The main characteristics of Renaissance music are: Music based on modes. Richer texture in four or more parts. Blending rather than contrasting strands in the musical texture. Harmony with a greater concern with the flow and progression of chords. Polyphony is one of the notable changes that mark the Renaissance from the Middle Ages musically. Its use encouraged the use of larger ensembles and demanded sets of instruments that would blend together across the whole vocal range.

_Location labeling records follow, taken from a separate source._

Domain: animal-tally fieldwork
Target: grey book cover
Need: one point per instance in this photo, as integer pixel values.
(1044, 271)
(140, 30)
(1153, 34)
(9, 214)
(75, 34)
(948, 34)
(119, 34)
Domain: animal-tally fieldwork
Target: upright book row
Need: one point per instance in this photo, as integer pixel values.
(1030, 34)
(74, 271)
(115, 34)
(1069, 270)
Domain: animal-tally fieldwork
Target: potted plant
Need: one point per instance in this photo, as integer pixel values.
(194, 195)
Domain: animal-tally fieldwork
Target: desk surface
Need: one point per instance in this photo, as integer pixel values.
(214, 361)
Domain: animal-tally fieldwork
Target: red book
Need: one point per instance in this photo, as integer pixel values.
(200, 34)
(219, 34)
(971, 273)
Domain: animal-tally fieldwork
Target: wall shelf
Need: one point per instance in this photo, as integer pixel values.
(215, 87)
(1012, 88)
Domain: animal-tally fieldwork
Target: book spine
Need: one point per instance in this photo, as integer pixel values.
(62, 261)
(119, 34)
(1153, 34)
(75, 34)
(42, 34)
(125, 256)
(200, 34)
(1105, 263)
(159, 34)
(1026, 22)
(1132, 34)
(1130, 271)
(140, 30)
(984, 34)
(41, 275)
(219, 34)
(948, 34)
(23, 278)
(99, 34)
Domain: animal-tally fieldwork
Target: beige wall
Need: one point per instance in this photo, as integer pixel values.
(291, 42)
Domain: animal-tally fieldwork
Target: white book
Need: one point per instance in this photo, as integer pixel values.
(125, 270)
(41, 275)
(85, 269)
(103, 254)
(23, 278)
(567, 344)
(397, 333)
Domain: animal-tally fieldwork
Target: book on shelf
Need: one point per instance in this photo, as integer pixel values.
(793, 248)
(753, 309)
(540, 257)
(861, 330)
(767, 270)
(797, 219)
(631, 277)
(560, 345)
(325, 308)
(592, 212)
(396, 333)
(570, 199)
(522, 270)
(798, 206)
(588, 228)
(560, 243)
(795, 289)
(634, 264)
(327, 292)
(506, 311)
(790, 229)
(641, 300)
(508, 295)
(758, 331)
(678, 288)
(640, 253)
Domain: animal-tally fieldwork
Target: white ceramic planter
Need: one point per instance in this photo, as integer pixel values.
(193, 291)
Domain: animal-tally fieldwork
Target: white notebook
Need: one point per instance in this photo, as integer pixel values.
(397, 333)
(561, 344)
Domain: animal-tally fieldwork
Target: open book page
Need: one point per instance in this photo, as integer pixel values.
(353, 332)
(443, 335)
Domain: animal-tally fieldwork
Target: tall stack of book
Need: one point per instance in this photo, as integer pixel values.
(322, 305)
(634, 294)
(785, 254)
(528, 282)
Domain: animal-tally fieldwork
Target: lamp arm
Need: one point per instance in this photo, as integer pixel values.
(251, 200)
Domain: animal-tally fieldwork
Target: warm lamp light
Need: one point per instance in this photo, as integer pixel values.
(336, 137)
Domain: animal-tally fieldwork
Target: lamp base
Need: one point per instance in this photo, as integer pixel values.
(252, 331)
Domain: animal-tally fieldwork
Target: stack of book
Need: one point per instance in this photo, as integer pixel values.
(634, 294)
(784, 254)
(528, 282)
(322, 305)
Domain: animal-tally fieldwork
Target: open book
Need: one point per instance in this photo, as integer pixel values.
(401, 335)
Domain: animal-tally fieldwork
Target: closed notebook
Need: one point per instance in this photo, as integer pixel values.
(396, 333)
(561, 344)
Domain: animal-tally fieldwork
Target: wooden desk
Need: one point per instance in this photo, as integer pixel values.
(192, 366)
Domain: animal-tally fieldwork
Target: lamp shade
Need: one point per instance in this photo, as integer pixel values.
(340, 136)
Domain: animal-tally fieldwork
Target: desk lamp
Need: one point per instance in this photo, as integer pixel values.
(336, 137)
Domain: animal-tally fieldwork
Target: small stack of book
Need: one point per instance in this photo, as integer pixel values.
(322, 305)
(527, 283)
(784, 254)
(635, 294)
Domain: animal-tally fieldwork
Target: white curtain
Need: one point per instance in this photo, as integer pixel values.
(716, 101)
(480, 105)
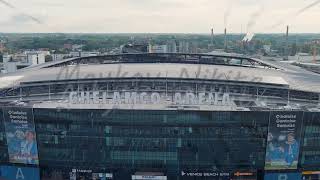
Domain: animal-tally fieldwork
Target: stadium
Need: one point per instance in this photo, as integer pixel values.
(160, 117)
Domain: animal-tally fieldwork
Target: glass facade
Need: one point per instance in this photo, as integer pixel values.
(124, 142)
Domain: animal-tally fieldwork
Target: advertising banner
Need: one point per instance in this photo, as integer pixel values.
(19, 173)
(21, 135)
(283, 142)
(282, 176)
(311, 175)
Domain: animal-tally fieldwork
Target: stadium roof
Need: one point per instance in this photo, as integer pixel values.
(263, 72)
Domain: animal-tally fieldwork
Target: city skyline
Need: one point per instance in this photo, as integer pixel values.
(161, 16)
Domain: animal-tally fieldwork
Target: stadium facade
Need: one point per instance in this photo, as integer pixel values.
(160, 117)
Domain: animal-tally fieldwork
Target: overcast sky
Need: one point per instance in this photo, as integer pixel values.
(158, 16)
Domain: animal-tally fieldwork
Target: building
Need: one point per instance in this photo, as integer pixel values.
(2, 47)
(134, 48)
(160, 116)
(58, 57)
(184, 47)
(83, 53)
(157, 48)
(14, 62)
(172, 46)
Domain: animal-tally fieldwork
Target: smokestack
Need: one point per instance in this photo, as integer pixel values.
(225, 40)
(286, 53)
(212, 36)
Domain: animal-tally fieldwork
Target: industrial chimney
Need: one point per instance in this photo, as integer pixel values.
(225, 40)
(286, 51)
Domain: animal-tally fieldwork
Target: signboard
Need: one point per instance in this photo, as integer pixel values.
(283, 142)
(88, 173)
(98, 97)
(282, 176)
(212, 175)
(19, 173)
(311, 175)
(147, 177)
(245, 175)
(21, 135)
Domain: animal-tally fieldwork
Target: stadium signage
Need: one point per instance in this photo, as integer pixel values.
(98, 97)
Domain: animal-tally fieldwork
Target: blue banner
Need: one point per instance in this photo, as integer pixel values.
(21, 135)
(19, 173)
(283, 142)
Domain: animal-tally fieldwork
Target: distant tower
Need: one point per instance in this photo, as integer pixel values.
(225, 40)
(212, 36)
(286, 51)
(211, 45)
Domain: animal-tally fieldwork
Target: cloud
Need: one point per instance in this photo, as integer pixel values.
(186, 16)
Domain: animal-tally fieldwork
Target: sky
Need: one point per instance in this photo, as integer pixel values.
(159, 16)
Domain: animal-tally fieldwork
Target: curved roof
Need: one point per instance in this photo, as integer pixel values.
(259, 71)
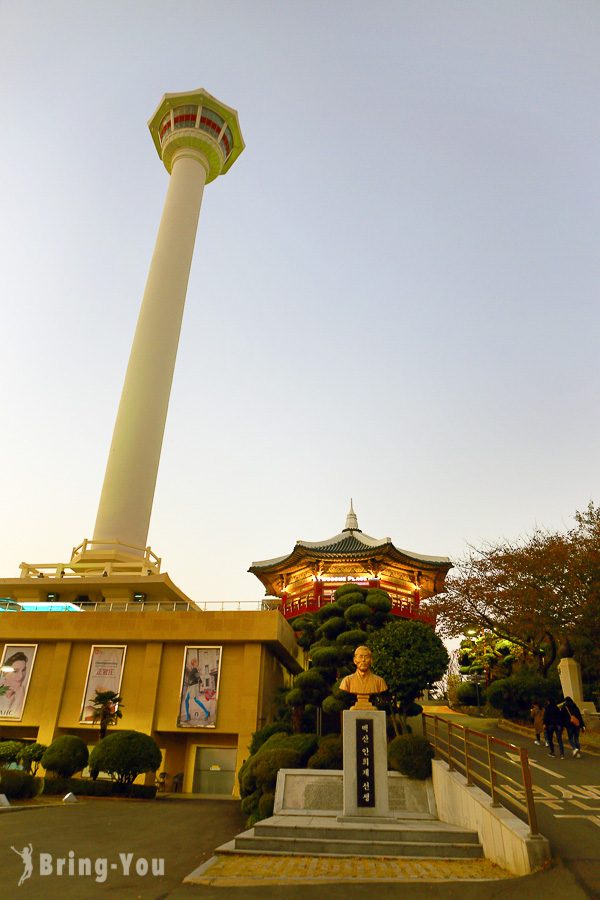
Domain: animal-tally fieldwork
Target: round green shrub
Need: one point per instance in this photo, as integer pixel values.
(411, 755)
(264, 733)
(378, 600)
(268, 764)
(350, 588)
(332, 627)
(295, 697)
(469, 694)
(326, 656)
(353, 638)
(266, 804)
(350, 598)
(333, 704)
(516, 694)
(31, 756)
(125, 755)
(311, 680)
(327, 612)
(18, 785)
(329, 755)
(10, 752)
(358, 612)
(65, 756)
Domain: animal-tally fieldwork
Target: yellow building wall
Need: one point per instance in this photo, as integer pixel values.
(259, 654)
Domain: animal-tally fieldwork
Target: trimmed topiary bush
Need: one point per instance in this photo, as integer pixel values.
(378, 600)
(332, 627)
(30, 756)
(516, 694)
(65, 756)
(9, 752)
(329, 755)
(125, 755)
(258, 775)
(349, 597)
(18, 785)
(326, 656)
(470, 694)
(263, 734)
(411, 755)
(85, 787)
(358, 612)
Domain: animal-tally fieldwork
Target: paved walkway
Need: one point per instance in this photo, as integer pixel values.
(247, 871)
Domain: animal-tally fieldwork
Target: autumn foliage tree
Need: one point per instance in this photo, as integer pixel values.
(536, 592)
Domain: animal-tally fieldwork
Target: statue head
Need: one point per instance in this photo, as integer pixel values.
(362, 659)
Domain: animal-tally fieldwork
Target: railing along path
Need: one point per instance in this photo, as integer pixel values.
(487, 762)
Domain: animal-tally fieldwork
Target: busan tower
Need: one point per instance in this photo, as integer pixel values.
(198, 138)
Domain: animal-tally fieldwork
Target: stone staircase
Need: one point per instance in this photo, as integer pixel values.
(326, 836)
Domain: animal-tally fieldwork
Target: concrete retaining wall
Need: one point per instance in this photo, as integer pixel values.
(505, 838)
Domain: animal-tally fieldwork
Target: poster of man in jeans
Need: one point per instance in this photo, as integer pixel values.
(199, 687)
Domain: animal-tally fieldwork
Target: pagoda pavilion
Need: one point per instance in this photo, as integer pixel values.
(305, 579)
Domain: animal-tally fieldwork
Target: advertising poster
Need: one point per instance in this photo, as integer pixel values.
(105, 671)
(17, 665)
(199, 687)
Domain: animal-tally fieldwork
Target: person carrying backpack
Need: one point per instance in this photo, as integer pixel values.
(573, 721)
(554, 723)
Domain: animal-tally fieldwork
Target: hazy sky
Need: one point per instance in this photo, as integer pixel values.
(394, 294)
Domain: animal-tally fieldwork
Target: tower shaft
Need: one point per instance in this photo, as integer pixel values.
(130, 479)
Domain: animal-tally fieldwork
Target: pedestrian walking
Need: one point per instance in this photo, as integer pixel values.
(573, 721)
(553, 723)
(537, 714)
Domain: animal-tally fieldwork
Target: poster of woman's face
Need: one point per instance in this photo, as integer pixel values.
(15, 672)
(199, 687)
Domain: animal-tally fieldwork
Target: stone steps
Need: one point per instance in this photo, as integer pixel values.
(337, 840)
(361, 833)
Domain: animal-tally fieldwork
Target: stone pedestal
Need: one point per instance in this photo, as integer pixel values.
(365, 765)
(569, 671)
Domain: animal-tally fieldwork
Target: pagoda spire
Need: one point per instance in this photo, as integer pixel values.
(351, 520)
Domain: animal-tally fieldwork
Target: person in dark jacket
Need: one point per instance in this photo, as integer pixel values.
(554, 723)
(574, 723)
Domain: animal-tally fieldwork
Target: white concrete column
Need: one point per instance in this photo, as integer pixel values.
(130, 479)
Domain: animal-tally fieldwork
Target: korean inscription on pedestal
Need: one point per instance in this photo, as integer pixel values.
(365, 763)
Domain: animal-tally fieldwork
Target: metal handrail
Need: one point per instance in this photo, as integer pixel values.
(478, 757)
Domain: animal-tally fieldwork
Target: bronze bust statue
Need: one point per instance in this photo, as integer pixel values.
(364, 682)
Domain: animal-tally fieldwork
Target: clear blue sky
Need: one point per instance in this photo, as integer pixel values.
(394, 294)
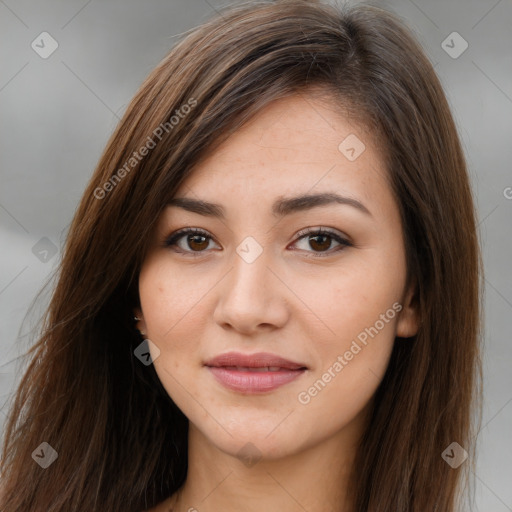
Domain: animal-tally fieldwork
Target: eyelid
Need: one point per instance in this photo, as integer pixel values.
(339, 237)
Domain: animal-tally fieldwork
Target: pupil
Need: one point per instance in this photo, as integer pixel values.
(193, 240)
(315, 238)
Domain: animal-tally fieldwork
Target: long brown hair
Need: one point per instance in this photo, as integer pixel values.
(120, 439)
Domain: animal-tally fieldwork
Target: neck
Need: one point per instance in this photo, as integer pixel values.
(313, 479)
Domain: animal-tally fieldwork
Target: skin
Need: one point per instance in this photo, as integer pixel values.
(299, 299)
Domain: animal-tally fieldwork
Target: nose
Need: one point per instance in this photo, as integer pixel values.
(252, 297)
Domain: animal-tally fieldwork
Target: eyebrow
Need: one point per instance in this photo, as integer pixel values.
(280, 208)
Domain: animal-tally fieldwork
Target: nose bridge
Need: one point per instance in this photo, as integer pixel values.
(250, 294)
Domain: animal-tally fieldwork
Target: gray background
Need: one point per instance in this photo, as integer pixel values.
(57, 114)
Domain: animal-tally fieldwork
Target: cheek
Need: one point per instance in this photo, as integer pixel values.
(172, 302)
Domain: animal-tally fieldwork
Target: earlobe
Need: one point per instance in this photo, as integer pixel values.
(408, 319)
(140, 325)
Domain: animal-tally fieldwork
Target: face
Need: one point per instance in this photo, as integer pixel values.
(319, 282)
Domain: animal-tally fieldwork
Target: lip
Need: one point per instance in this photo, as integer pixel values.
(232, 371)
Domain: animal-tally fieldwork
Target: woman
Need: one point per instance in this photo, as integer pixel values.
(270, 292)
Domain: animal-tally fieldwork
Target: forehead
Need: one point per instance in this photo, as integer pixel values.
(294, 145)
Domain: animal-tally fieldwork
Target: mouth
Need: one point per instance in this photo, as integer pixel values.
(254, 373)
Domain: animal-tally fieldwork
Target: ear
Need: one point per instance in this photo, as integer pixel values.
(408, 318)
(140, 324)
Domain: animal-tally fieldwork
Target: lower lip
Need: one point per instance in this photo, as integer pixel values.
(253, 382)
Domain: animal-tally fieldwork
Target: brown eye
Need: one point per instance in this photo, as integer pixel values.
(189, 240)
(321, 240)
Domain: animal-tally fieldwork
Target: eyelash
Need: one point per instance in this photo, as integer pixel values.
(173, 238)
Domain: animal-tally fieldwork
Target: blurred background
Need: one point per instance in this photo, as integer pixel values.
(68, 71)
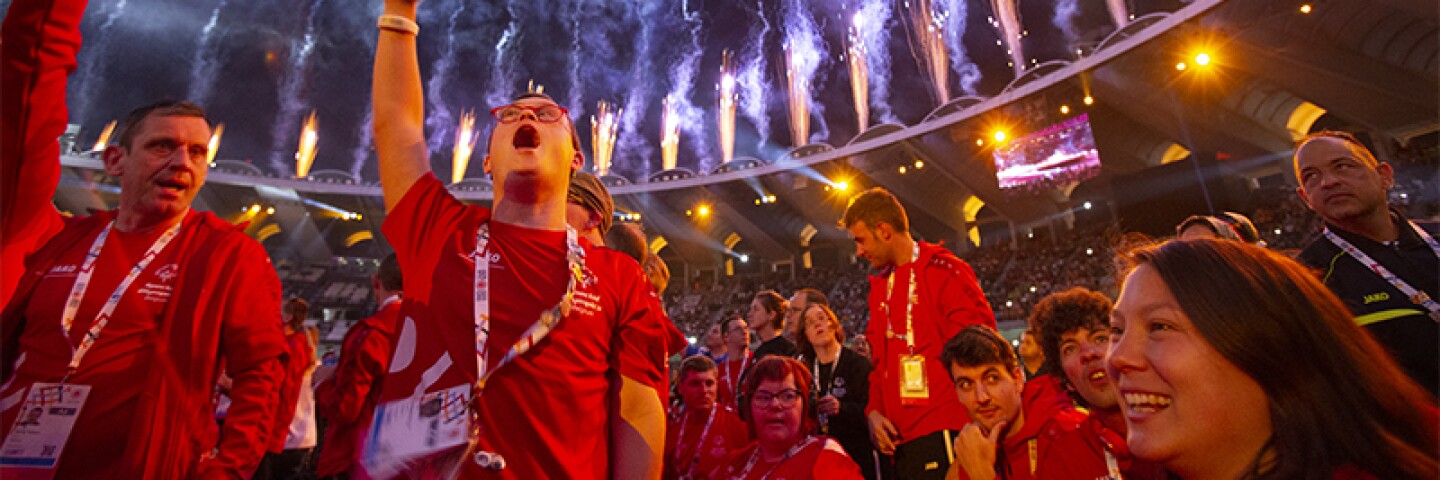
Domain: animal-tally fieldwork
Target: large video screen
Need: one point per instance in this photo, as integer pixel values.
(1060, 154)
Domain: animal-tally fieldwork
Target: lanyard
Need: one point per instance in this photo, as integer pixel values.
(745, 361)
(909, 304)
(540, 329)
(694, 453)
(72, 306)
(755, 457)
(1417, 297)
(834, 372)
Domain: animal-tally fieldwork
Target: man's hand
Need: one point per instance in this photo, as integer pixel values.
(975, 450)
(828, 405)
(883, 433)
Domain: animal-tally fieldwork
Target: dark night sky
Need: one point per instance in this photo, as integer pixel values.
(261, 80)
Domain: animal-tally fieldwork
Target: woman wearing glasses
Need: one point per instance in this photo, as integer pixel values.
(841, 381)
(778, 404)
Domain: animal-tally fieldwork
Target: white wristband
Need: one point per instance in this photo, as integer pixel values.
(398, 23)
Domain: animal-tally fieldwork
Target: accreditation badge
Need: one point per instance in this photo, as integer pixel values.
(915, 391)
(42, 428)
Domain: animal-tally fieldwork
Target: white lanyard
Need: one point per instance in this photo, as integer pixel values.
(540, 329)
(1416, 296)
(72, 304)
(745, 361)
(834, 372)
(909, 304)
(680, 441)
(755, 457)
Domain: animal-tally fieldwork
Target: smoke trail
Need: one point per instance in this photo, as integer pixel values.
(805, 51)
(439, 120)
(683, 81)
(1064, 19)
(753, 87)
(965, 69)
(205, 65)
(503, 82)
(290, 87)
(635, 153)
(87, 78)
(576, 94)
(874, 32)
(362, 150)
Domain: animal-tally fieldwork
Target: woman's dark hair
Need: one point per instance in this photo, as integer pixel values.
(775, 304)
(1335, 397)
(802, 339)
(1063, 312)
(776, 368)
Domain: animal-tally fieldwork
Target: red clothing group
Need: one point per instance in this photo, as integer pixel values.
(547, 411)
(948, 300)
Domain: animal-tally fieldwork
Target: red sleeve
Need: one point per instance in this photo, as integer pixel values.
(959, 299)
(412, 225)
(641, 335)
(254, 348)
(834, 464)
(354, 376)
(38, 45)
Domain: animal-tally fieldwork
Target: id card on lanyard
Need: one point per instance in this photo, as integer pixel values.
(49, 410)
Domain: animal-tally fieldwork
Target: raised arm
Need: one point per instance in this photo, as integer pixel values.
(399, 108)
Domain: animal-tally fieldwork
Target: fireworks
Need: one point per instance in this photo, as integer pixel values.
(668, 134)
(799, 98)
(465, 139)
(604, 129)
(215, 144)
(858, 72)
(104, 137)
(928, 45)
(726, 104)
(306, 154)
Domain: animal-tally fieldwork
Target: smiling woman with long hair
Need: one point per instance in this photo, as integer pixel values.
(1236, 362)
(779, 407)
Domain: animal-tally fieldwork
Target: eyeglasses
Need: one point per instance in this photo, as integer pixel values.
(786, 398)
(546, 114)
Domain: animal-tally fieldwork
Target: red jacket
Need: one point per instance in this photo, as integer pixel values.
(225, 313)
(347, 398)
(949, 300)
(38, 46)
(1054, 437)
(301, 358)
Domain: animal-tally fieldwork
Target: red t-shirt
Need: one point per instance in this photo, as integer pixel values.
(822, 459)
(115, 368)
(726, 434)
(949, 299)
(547, 411)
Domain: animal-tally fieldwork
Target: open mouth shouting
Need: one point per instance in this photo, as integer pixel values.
(526, 137)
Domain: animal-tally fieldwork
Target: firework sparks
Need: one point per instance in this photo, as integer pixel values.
(799, 98)
(928, 46)
(858, 72)
(306, 154)
(215, 144)
(104, 137)
(605, 127)
(465, 139)
(726, 105)
(668, 134)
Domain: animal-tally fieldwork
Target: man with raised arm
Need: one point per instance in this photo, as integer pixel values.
(121, 322)
(523, 352)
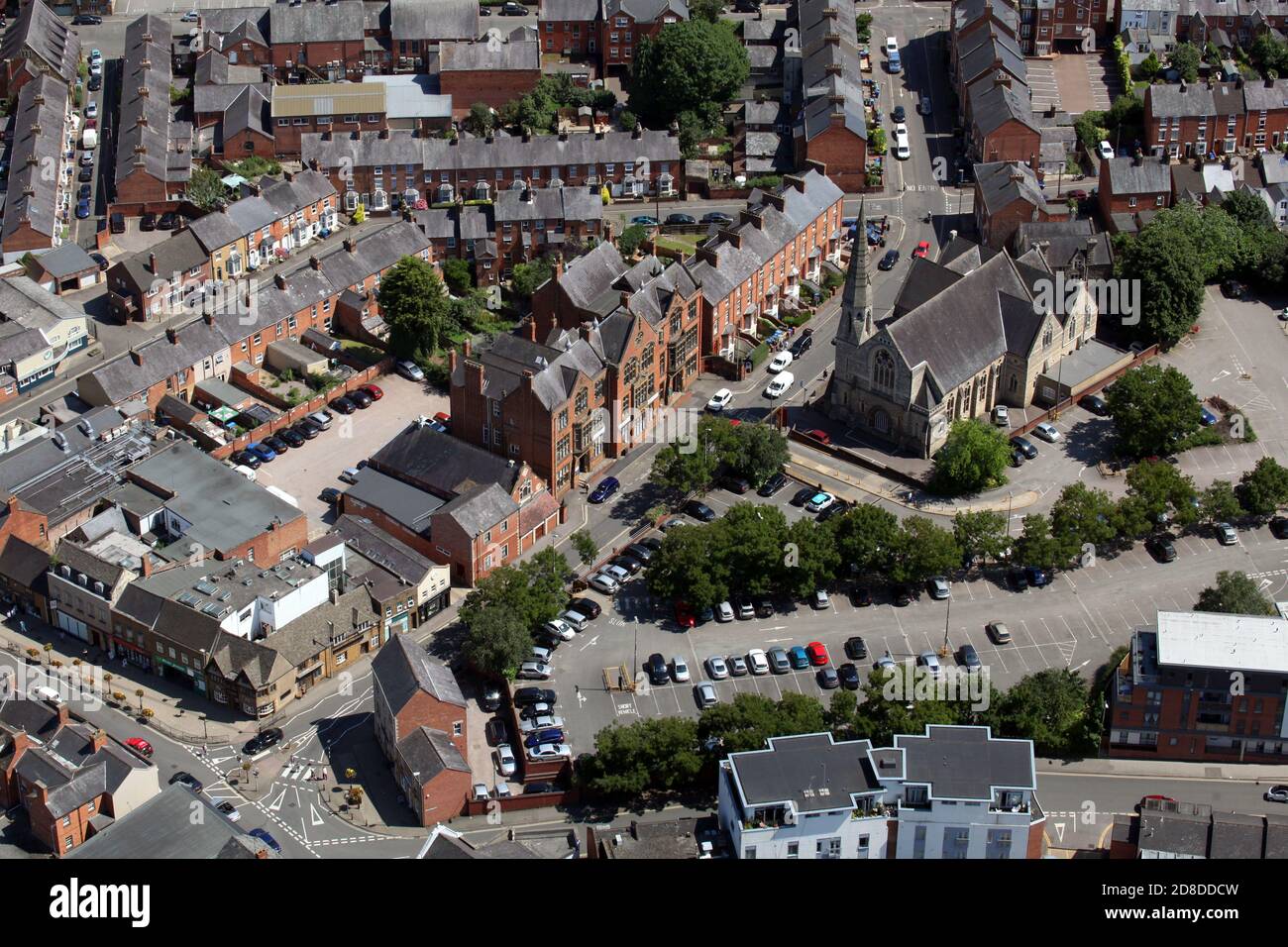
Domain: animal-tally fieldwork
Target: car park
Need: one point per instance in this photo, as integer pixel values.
(780, 384)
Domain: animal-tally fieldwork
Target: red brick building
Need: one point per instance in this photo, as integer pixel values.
(1171, 696)
(490, 71)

Common sacred genres were the mass, the motet, the madrigale spirituale, and the laude
Music by William Byrd Music by Josquin De Pres

Baroque: 1600 to 1750


I hope you have heard of J.S. Bach, and you might have heard of Handel. Other names you might have could be Vivaldi and Pachelbel. The Baroque Era was named for its ornate and heavily ornamented style, but we remember it for its incredible counterpoint, move towards a codified Western Harmony and for an increase in instrumental virtuosity.

Examples
J.S. Bach's Brandenburg Concerto Number 2 Handel: Music For The Royal Fireworks -Winter from the Four Seasons

Classical(1750 to 1820, sometimes called the Viennese School)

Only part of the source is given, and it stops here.